Люба? Кто ж это догадался женщину в госпиталь пропустить?
— Любовь Анатольевна, Вы, пожалуйста, не волнуйтесь. — Старческий, чуть надтреснутый голос ласкает и успокаивает. — Ему просто еще трудно говорить…
— Мне не трудно, — а голос, действительно, не совсем мой, — Здравствуй, милая.
— Как ты здесь? Тебе плохо? Что у тебя болит? Что-нибудь принести?
Вот в этом она вся. Если я в госпитале, то, очевидно, мне не слишком хорошо. Что у меня болит? Откуда я знаю? Все у меня болит! Принести? Что принести? Хотя…
— Любаш, если можно, папиросы. «Элита» или «Москва». Первое — лучше.
— Принесла, принесла. Вот еще апельсины, итальянские. И ландрин, как ты любишь.
Потрясающе! Итальянские апельсины! Лучше бы коньяку догадалась принести. Или, еще лучше, вместе с апельсинами…
— Люба, как дети?
— Хорошо. Аришка придет в следующий раз со мной. Сева — в корпусе. Он — только в субботу. Как ты себя чувствуешь?
— Нормально (Х-ха!), нормально. Все очень хорошо!
— А я так испугалась, когда сначала позвонили, а потом от Пал Андреича Кольцова офицер пришел. Сказал, что ты в госпитале, в тяжелом состоянии… — Всхлип, и вдруг оглушающая боль, точно надели на грудь раскаленное кольцо. — Как ты мог всех нас так напугать?!
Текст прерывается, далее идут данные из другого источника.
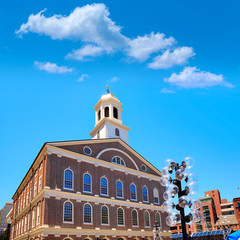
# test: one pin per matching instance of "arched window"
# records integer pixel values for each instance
(115, 113)
(145, 194)
(157, 217)
(146, 219)
(133, 194)
(87, 213)
(104, 215)
(134, 218)
(68, 212)
(106, 111)
(117, 133)
(155, 196)
(120, 215)
(99, 114)
(68, 179)
(119, 189)
(87, 183)
(104, 186)
(118, 160)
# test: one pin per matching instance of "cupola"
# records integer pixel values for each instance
(108, 119)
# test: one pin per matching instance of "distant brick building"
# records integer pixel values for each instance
(3, 215)
(217, 214)
(90, 189)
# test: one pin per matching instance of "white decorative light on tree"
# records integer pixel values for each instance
(174, 187)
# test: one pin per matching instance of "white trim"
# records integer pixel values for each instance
(117, 150)
(135, 192)
(72, 179)
(91, 214)
(122, 189)
(91, 182)
(98, 200)
(99, 162)
(147, 194)
(72, 212)
(102, 194)
(132, 218)
(148, 218)
(86, 153)
(121, 225)
(108, 215)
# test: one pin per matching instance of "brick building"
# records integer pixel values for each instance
(217, 213)
(3, 215)
(90, 189)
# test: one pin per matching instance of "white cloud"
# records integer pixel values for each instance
(191, 77)
(178, 57)
(141, 48)
(114, 79)
(90, 23)
(83, 77)
(52, 67)
(165, 90)
(86, 51)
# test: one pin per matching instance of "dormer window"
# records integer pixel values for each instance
(118, 160)
(115, 113)
(106, 111)
(117, 132)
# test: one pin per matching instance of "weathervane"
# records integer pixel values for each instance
(108, 90)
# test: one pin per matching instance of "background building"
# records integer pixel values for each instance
(99, 188)
(217, 213)
(3, 216)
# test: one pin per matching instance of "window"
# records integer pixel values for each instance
(35, 190)
(118, 160)
(106, 111)
(144, 168)
(133, 194)
(117, 132)
(145, 194)
(68, 179)
(87, 213)
(87, 183)
(25, 225)
(120, 216)
(87, 150)
(146, 219)
(104, 215)
(157, 217)
(155, 196)
(38, 214)
(134, 218)
(40, 184)
(68, 212)
(104, 186)
(99, 115)
(115, 112)
(119, 189)
(33, 217)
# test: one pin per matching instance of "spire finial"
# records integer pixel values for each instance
(108, 90)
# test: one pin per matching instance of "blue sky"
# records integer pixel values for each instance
(173, 64)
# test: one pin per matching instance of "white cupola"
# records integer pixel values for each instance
(108, 119)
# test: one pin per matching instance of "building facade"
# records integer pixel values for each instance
(3, 216)
(218, 214)
(90, 189)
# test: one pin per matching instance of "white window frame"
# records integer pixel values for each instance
(91, 214)
(106, 224)
(83, 182)
(72, 179)
(122, 225)
(102, 194)
(72, 212)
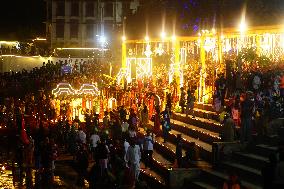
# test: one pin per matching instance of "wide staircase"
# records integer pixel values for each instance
(203, 131)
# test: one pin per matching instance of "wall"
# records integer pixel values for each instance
(18, 63)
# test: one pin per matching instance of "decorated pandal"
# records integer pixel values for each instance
(205, 54)
(74, 103)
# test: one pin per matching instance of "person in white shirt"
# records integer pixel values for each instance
(125, 145)
(82, 136)
(124, 127)
(132, 132)
(94, 139)
(148, 148)
(133, 157)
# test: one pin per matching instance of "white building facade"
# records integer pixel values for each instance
(81, 23)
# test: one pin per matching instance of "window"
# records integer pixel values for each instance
(60, 8)
(74, 29)
(74, 9)
(108, 10)
(59, 28)
(90, 31)
(90, 9)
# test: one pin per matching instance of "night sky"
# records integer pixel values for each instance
(24, 19)
(21, 19)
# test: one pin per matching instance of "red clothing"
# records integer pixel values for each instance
(282, 82)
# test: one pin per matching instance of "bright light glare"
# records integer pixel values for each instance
(163, 35)
(243, 26)
(102, 39)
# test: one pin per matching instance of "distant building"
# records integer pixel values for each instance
(83, 23)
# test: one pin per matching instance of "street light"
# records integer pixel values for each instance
(243, 26)
(147, 38)
(163, 35)
(102, 40)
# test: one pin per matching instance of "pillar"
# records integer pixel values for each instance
(201, 90)
(123, 55)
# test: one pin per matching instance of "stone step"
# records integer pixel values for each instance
(247, 173)
(249, 159)
(207, 107)
(199, 184)
(204, 150)
(207, 124)
(217, 178)
(160, 164)
(196, 132)
(263, 150)
(152, 178)
(206, 114)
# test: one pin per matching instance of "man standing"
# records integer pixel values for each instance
(133, 157)
(246, 118)
(148, 148)
(94, 139)
(190, 103)
(166, 124)
(82, 136)
(182, 100)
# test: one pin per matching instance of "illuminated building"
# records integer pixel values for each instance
(83, 23)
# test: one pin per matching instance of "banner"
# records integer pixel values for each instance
(66, 69)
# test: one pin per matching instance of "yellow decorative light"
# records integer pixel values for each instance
(66, 88)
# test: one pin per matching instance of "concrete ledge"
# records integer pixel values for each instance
(177, 176)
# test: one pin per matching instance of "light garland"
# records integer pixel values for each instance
(66, 88)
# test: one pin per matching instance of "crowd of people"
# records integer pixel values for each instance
(253, 107)
(114, 146)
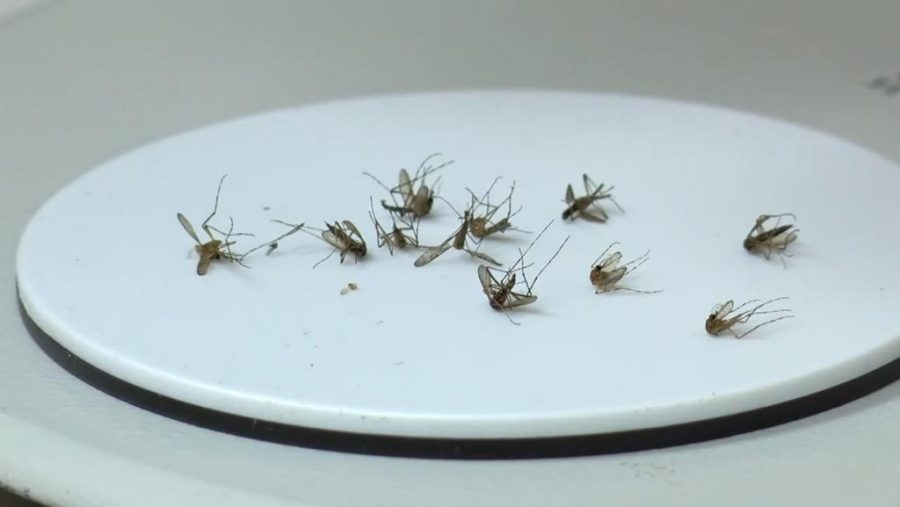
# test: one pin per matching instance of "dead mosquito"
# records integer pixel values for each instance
(343, 236)
(776, 239)
(587, 206)
(405, 197)
(725, 316)
(214, 249)
(501, 293)
(484, 225)
(400, 237)
(888, 85)
(457, 241)
(220, 249)
(606, 271)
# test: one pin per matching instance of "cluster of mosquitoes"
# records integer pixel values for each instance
(412, 199)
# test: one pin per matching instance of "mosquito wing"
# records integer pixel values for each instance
(431, 254)
(590, 188)
(598, 215)
(484, 257)
(189, 228)
(488, 282)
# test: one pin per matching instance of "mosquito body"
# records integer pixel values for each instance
(587, 206)
(725, 316)
(500, 286)
(457, 241)
(777, 239)
(606, 273)
(406, 198)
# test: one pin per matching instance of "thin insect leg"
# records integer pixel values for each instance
(268, 243)
(754, 328)
(548, 262)
(333, 251)
(378, 181)
(611, 198)
(215, 206)
(448, 204)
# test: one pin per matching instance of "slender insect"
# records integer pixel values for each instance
(457, 241)
(723, 317)
(405, 197)
(606, 271)
(776, 239)
(484, 225)
(343, 236)
(400, 237)
(501, 289)
(214, 249)
(588, 206)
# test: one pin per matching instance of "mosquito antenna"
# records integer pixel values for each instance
(216, 205)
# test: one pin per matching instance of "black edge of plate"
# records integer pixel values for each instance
(463, 448)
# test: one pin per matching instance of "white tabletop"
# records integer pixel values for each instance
(84, 82)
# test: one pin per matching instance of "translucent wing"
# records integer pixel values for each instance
(431, 254)
(598, 215)
(405, 187)
(725, 309)
(610, 261)
(616, 275)
(484, 257)
(189, 228)
(589, 186)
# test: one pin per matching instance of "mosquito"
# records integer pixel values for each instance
(587, 206)
(776, 239)
(482, 226)
(343, 236)
(888, 85)
(399, 237)
(214, 249)
(456, 241)
(606, 271)
(501, 293)
(414, 201)
(723, 317)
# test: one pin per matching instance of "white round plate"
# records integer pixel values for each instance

У меня не выходит даже застонать. Сознание постепенно покидает меня, и последнее, что я слышу, это все тот же старческий, чуть надтреснутый голос:
— Любовь Анатольевна, что Вы делаете?! Его нельзя обнимать!..
-
… Два месяца, я провожу где-то на границе между жизнью и смертью. Они остаются короткими всплесками яви и долгими, страшными омутами беспамятства. За это время мне латают бедро, подживляют сгоревшую спину, чинят лицо…
— …Ну-с, голубчик, а теперь снимем бинт.
Больно. Не так, как было раньше, но все равно больно. Непроизвольно дергаю головой.
— Больно? Потерпите, голубчик, потерпите. Вот так, вот так. Ну-с, все. Готово. Вы — молодец.
Молодец? Можно разжать зубы. Глаза открыты, вроде, все нормально.
— Все, голубчик. Теперь можете смотреться в зеркало и оценивать работу наших хирургов. Учтите, когда Вас привезли, у Вас ведь половины лица не было, — пожилой, очень пожилой доктор ласково смотрит на меня, — так что пришлось собирать, буквально, по кусочкам. А сколько мы с Вашим носом возились…
Я осторожно поворачиваю голову. Шея еще побаливает, а корпусом вообще лучше не двигать… Зеркало…
— О, Господи!
Из-за стекла на меня смотрит, нет, даже не лицо, а какая-то жуткая морда, похожая не то на крокодила, не то на обезьяну. Лоснящиеся багровые заплатки, синюшного цвета лоб, желтоватый нос покойника. Это — правая сторона лица. Левая — мое прежнее лицо. На щеке — изрядная седая щетина. Это что ж, я теперь только половину лица брить буду?
— Вот и молодец, вот и правильно. Всегда надо смеяться. Чем больше человек смеется, тем меньше нам, врачам, работы… Сестра, сестра, успокоительное быстро!..
Я уже не могу остановиться, смех душит меня, я хохочу до слез, до визга. Откидываюсь назад, невзирая на боль в спине, и буквально реву от смеха:
— Это ж какая экономия… брить только… половину физиономии… и на стрижке…
Перун-милостивец, теперь мной только детей пугать. Пресвятая Дева, да ведь от меня жена убежит. И я ее пойму! С таким страхолдюдом ни один нормальный человек жить не станет, особенно женщина, молодая и красивая…
— Вот выпейте, пожалуйста…
Стакан стучит о зубы. не ощущаю вкуса, часть жидкости проливается на грудь. Мать вашу, доктор, стоило вытаскивать меня с того света, что бы превращать этот в ад?!
— …Ну что Вы себя так затрудняете каждый день, батюшка? — спрашивает Ихоллайнен у бригад-иерарха, делающего утреннюю гимнастику. — Контузия у Вас тяжелая, а Вы каждое утро так себя истязаете?